POLITICAL TRIAGE

Acciones locales, repercusiones globales

Montserrat Salomón. *Esta columna expresa el punto de vista de su autor, no necesariamente de La Razón.
Montserrat Salomón. *Esta columna expresa el punto de vista de su autor, no necesariamente de La Razón. Foto: La Razón de México

Hace tres meses que la República Democrática del Congo declaró que sufre de un brote de ébola. La tasa de letalidad del virus es de casi 50 por ciento de los infectados y en este tiempo han muerto más de dos mil 700 personas. El brote se extiende con mayor rapidez que cualquier otro y las alertas de la OMS se han disparado.

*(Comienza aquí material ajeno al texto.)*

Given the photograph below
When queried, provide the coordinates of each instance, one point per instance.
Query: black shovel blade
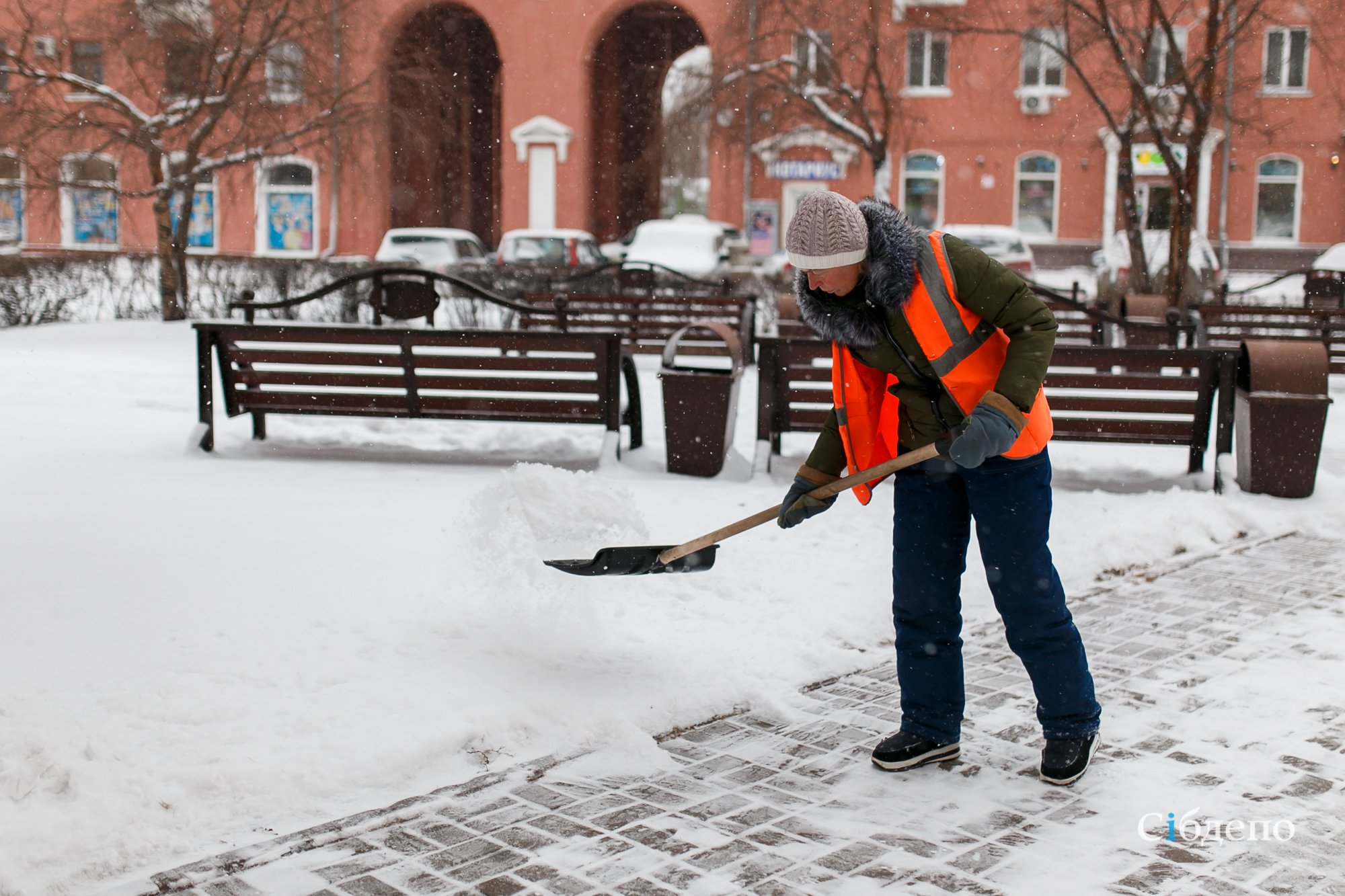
(636, 561)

La triste realidad es que no hay recursos ni interés en afrontar esta crisis. Los sistemas de salud locales no se dan abasto y la ayuda internacional llega a cuentagotas. No existe una vacuna actualizada para esta variante del virus y los científicos a cargo de desarrollarla no cuentan con apoyos económicos suficientes para el proceso. Del mismo modo, tampoco hay recursos para las instalaciones de servicios de limpieza y agua, lo que no ayuda a prevenir nuevos contagios.

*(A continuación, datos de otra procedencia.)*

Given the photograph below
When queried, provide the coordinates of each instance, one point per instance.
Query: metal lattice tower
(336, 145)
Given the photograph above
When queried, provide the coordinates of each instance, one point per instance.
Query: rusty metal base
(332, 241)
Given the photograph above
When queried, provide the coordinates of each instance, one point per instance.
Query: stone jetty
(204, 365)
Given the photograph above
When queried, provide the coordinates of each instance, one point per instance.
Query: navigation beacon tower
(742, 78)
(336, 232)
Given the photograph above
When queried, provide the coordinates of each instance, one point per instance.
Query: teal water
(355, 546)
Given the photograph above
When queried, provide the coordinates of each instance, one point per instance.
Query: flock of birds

Hemos retrocedido en el tiempo. Brotes anteriores fueron controlados con mayor eficacia porque la estructura de ayuda humanitaria era más robusta y contaba con una logística fuerte que hacía rendir esa inversión salvando vidas y evitando la propagación de las enfermedades. Sin embargo, el cierre de la agencia de cooperación estadounidense (USAID) y la desbandada de países donantes que siguieron el ejemplo norteamericano han provocado un recorte abrupto de casi el 80 por ciento del presupuesto para este tipo de emergencias sanitarias. Simplemente, no hay dinero ni personal para atajar la problemática.

Esta decisión local en Estados Unidos de privilegiar el desarrollo de tecnología y afianzar el tema de la seguridad nacional interna (migración) y externa, ha costado vidas. Luego vino la presión para que los gobiernos europeos hicieran lo propio y el resultado, según estima la revista The Lancet, serán 22 millones de muertes más de aquí al 2030.

La tragedia en el Congo es apenas la muestra de la crueldad de nuestros tiempos. Son personas que hemos decidido abandonar a su suerte. Este cálculo perverso que deja morir mientras se privilegia políticas que dividen y menosprecian a pueblos enteros, muestra la crisis moral en la que vivimos actualmente.

Si bien la pandemia del Covid nos enseñó que abandonar la prevención y la falta de cooperación global puede terminar en una tragedia sin precedentes en el mundo entero, una preocupación utilitarista o pragmática no basta cuando hablamos de seres humanos que sufren. Sí, sería sensato fondear a las organizaciones para prevenir otra pandemia, pero el ayudar al necesitado también ha de hacerse simplemente porque es bueno y justo.

Aún habiendo razones para pensar que conviene a occidente reinvertir en la salud global, hoy los intereses políticos están dirigidos a deshumanizar para polarizar y obtener réditos electorales a corto plazo. Una mala decisión por donde se mire.